In a letter to the FAS community accompanying the report, Gay announced the creation of a new position, FAS campus curator, who will oversee visual culture and signage, help establish a dynamic program in public art, and provide leadership and expertise to “realize the full promise of the vision” laid out in the task force’s report. Gay also announced the formation of a new standing committee on visual culture and signage, to consult and advise the campus curator. That committee will be headed by Dan Byers, Robinson Family director at the Carpenter Center for the Visual Arts, who also served on the task force. 

Many of the report’s recommendations are concrete and specific. Gay noted that among the top priorities for change are three “high-impact” spaces on campus: the Faculty Room, Annenberg Hall, and the Graduate School of Arts and Sciences student center in Lehman Hall. These are places where the FAS community gathers; “they are also spaces,” the report said, “whose visual culture is dominated by homogenous portraiture of white men.” Of the 23 portraits on the walls of Annenberg, for example, none depict women and all but three are of white men. “The exclusion embedded in the current visual culture of these spaces,” the report said, “perpetuates a too-narrow understanding of our institution’s past, present, and future.” 

Other recommendations were not confined to the purview of FAS. The report suggested expanding and improving the practices for loaning artworks from Harvard museums to FAS. “At present there are a modest number of works available for loan from museum collections to the FAS community, and those that are available feature too narrow a range of artists, subjects, and themes.” The report also called for changes to campus tours and historical signs and markers. Numerous people who spoke to the task force noted that while tour guides routinely tell the story of Harry Elkins Widener, whose mother endowed the library in his name after he died on the Titanic, they rarely tell visitors about the African American architect, Julian Abele, and his role in designing Widener Library.

The report added that although FAS “hums” with research and teaching, to thousands of tourists and other visitors, the campus is a public museum and historic site. “Few stories about Harvard are visible to anyone navigating our campus,” the report said. “As educators, we should think as creatively about teaching with our outdoor spaces as we do about teaching in our studios, labs, and classrooms.” The report called for an expanded program of tours, including QR codes on physical plaques that could be read by smartphones.

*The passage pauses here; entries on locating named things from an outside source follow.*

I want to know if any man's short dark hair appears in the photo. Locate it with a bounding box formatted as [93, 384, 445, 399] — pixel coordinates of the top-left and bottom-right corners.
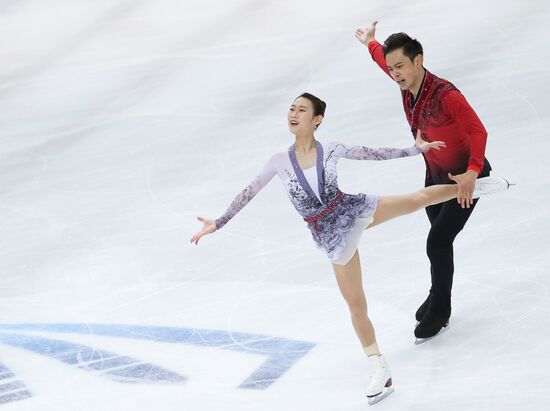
[382, 33, 424, 61]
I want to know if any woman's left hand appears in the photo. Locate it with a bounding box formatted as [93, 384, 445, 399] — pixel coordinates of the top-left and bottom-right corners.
[414, 130, 447, 151]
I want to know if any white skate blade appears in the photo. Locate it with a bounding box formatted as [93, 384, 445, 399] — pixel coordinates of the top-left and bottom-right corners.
[414, 324, 449, 345]
[472, 176, 515, 198]
[367, 387, 395, 405]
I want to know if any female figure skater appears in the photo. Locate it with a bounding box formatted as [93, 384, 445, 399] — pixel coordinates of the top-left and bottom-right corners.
[191, 93, 508, 404]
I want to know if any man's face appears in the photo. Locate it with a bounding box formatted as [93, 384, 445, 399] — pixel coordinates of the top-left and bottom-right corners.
[386, 48, 423, 90]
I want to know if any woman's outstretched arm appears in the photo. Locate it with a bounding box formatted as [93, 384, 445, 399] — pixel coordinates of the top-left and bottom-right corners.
[333, 130, 445, 160]
[191, 157, 276, 244]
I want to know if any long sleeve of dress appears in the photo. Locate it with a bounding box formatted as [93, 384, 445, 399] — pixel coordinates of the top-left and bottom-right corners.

The task force also recommended working with the Cambridge Historical Commission to strategize and develop historical signs and markers on FAS outdoor spaces, “with an eye toward telling more equitable and complete stories of the past.” 

The report’s other recommendations included: 

  • Renew FAS visual culture and signage to represent a broader range of peoples, activities and experiences in a variety of artistic media.  
  • Create a dynamic program of public art in the FAS.
  • Encourage curricular innovations that would make FAS visual culture a more integral part of our teaching and learning mission.
  • Establish better wayfinding and interpretive signage on the FAS campus.
  • Commit to supporting the dynamic curation of FAS spaces over the long term (a multi-facet recommendation that includes developing better care and maintenance protocols for art objects, establishing a well-maintained website to share resources and document changes to visual culture, and creating a dedicated “visual culture innovation fund” to support units and departments as they pursue changes). 

“The curation of our campus spaces is not merely an administrative responsibility, it’s a pedagogical opportunity,” Gay wrote in her letter to the FAS community. “Our historical campus is a living laboratory, rich in artifacts, art, and architecture worthy of serious intellectual engagement.” Emphasizing the scale of the report’s ambitions and the “time, patience, and generosity from our community” that will be needed to accomplish them, Gay added, “There is a tremendous amount of exciting work that lies ahead.”